It takes a village…
I returned to Barrington today – it’s been a couple of weeks since I was last in my little village outside of Cambridge, and I’ve given notice that I will vacate at the end of this month. 73 High Street was a gezellig spot for a year or two, but my life is moving on and it’s time that I did too.
The first surprise was to find a notice tacked to the apartment door advising me that the planning commission has received application to renovate the apartment.
The second was the discovery that several obvious items were missing from the flat. ‘No sign of forced entry, so I assumed that the landlord had retrieved things while fixing the broken refrigerator. I called to query, but she was as confused as me about the disappearances.

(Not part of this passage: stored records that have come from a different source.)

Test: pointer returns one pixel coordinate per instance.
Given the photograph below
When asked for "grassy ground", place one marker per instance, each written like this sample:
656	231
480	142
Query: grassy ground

My next-door neighbor has the only other key; she said that her gardener had requested it the day before. Great. My landlord, also an attorney, arrived and suggested that we both go up the road to talk with the family who does the gardens to see what had happened.
We told them they had one chance to make this right before we called the police, and they admitted to pillaging the shed, the garden, and the house. It was astonishing: out came tools, kitchen items, table, chairs, statuary, things that were part of the flat’s inventory as well as things that belonged to me. I insisted that it all get put back; my landlord called a policeman that she knew to come over and observe.
The neighbors were completely unrepentant, refused to apologize and said that they were doing it at someone else’s request. When I asked why, they shrugged and said they felt no responsibility to me since I was going back to Holland. (Actually, I am downsizing to England’s south coast.) My landlord asked how they could do this to a neighbor; they smirked at her. The neighbor who (formerly) had a key (and received a chair in return for the key) similarly refused any explanation or apology, saying her conscience was clear.
It left both of us shaken, and moreso when we discovered that more kitchen and home items (including all the pots, pans, and dishes) is gone. Some inventory is missing that I will have to pay for. Worst of all, two spare sets of keys, hanging on a hook, were also taken, so they could come back any time.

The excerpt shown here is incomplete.